A COLERAINE farmer and farming rights’ activist has called on the big local supermarkets to stop treating farmers as “slaves” and pay them “a fair price” for their produce.
Sean McAuley, a steering committee member for the Northern Ireland Farmers For Action group, claims Coleraine farmers are amongst thousands across the Province who are not even paid cost price for their beef and milk.
And despite “misleading headlines” to the contrary, he shockingly revealed that lamb and grain were the only two locally produced commodities with enough profit to stop farms going under.
The Macosquin based farmer made the startling revelations in a hard-hitting report produced this week to garner support for MP Tim Farron’s Early Day Motion 1602 presented to Westminster.
In the motion, the concerned MP called for the House to condemn the exploitation of farmers and producers across the world by companies who pay below cost for goods; to celebrate the success of the Fair-trade in promoting ethical purchasing and trade justice; and to call for the establishment of a domestic fair trade classification to protect UK farmers from exploitation by large corporations such as supermarkets.
Mr.
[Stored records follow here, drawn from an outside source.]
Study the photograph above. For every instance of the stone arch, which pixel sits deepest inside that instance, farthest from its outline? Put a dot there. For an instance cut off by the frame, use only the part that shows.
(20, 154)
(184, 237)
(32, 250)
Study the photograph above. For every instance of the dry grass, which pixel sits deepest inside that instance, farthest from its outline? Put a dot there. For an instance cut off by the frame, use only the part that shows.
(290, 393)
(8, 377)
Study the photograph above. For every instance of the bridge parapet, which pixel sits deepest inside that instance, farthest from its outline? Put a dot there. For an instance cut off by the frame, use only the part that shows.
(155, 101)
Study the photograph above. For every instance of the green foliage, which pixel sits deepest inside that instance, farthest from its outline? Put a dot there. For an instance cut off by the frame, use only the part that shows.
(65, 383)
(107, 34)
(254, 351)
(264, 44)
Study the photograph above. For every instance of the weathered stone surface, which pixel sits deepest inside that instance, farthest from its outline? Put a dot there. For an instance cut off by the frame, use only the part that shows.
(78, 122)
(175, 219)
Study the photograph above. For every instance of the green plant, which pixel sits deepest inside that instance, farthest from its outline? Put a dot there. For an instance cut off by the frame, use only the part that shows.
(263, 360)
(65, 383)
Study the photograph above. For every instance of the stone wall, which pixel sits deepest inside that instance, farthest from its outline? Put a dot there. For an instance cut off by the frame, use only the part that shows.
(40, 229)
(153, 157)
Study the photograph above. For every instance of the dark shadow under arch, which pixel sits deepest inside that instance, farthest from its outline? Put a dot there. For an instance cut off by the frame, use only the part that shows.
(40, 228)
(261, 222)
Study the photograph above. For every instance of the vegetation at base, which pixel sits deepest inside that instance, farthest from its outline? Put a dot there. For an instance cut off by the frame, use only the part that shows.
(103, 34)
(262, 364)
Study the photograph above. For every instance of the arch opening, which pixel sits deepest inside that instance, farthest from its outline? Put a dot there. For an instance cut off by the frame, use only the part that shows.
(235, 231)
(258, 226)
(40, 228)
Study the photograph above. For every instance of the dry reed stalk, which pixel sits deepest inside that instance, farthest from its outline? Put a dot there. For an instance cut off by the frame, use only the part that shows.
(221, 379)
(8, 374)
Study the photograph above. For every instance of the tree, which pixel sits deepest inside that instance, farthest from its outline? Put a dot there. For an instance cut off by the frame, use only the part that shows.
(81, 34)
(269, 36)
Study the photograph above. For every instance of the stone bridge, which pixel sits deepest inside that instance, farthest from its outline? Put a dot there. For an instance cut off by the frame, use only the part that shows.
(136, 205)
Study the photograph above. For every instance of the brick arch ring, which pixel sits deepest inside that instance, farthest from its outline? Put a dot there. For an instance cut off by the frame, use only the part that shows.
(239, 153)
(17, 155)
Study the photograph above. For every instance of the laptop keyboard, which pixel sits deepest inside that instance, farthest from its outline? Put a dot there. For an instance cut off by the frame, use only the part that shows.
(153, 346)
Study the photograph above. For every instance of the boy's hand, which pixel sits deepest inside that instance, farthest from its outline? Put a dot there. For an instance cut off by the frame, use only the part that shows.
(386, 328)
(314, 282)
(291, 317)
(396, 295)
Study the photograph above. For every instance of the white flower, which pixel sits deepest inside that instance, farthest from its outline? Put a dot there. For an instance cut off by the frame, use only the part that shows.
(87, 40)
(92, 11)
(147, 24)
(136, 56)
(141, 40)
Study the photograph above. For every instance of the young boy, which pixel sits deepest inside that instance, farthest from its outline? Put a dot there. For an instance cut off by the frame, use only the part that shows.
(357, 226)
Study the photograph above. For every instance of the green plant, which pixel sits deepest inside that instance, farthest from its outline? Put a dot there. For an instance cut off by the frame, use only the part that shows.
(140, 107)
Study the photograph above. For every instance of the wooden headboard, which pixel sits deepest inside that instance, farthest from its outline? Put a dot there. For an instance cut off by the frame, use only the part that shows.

McAuley claims the only reason lamb and grain are still profitable for local farmers is down to supply and demand.
“The world market is short of these commodities,” he said, “thereby creating an overall market large enough to be outside the armlock of the EU’s large supermarkets, large food retailers and wholesalers.”
Citing examples, he went on to say: “European beef self-efficiency was indeed short by approximately 4% while the world beef markets were buoyant, yet the small beef shortage within the EU was not enough to break the armlock of the corporates into paying directly or indirectly Northern Ireland farmers the cost of production plus a margin.
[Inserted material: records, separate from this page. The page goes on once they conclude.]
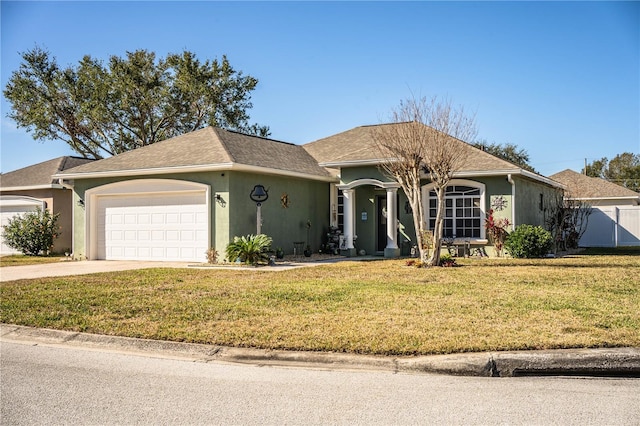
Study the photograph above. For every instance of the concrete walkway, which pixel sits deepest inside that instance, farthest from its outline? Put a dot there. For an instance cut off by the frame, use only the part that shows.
(66, 268)
(615, 362)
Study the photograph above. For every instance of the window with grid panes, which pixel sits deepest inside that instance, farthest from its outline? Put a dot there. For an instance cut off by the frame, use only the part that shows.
(462, 218)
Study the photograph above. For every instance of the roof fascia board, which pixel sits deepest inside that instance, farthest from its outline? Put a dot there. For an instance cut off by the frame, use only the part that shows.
(31, 187)
(352, 163)
(507, 172)
(626, 197)
(465, 174)
(187, 169)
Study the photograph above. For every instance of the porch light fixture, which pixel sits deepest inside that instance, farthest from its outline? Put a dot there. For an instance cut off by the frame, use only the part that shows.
(259, 195)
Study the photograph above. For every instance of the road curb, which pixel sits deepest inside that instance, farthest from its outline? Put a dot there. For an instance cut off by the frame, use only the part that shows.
(606, 362)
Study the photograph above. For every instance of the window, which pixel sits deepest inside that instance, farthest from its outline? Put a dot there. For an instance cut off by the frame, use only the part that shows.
(463, 215)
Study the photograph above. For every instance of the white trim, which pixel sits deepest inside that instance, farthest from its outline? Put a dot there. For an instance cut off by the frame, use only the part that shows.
(375, 182)
(459, 182)
(513, 200)
(28, 188)
(21, 200)
(194, 168)
(135, 187)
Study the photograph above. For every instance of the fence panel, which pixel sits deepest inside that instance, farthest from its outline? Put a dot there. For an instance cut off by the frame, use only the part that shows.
(612, 226)
(629, 226)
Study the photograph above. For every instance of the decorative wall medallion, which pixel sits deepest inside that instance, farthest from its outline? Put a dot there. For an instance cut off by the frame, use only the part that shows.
(498, 203)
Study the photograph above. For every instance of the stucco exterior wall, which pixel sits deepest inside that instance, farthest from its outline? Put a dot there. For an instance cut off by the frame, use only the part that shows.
(531, 199)
(291, 204)
(58, 201)
(234, 214)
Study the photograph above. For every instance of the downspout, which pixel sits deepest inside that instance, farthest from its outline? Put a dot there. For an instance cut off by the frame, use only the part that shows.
(513, 200)
(73, 215)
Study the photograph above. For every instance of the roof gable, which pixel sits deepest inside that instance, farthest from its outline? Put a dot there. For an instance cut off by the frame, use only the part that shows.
(203, 149)
(40, 175)
(358, 146)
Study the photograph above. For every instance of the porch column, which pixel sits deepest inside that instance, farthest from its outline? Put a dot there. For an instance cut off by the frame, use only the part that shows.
(349, 221)
(392, 249)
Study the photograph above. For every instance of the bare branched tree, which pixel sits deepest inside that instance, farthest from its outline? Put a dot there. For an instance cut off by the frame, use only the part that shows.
(567, 219)
(425, 140)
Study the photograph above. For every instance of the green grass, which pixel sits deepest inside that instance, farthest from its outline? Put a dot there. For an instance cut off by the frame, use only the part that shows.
(377, 307)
“As a result the farm gate price of beef would need to rise by approximately 50% to reach an estimated cost of production, heading towards £5 per kg.
“Indeed the farm gate price of milk only rises occasionally to the cost of production when world markets peak, otherwise dairy farmers, a notoriously high-borrowed sector, need on average an increase of 45% just to reach the cost of production, heading towards 40p/l.”
Mr McAuley called for political resolve to deal with the issue of fairness for local farmers many of whom are in financial hardship.
“The European Union boasts a free market, it is in fact by-and-large a corporate controlled market from a farmers point of view,” he said.
“Politicians should realise that action needs to be taken in the form of Fairness for Farmers in Europe’s revolutionary Common Agriculture Policy Post 2013 (CAP) proposal. It saves the CAP budget billions by abolishing lowland subsidies and it advocates EU legislation to force the corporates to pay farm gate prices for staple commodities, equating to the cost of production plus an inflation linked margin.”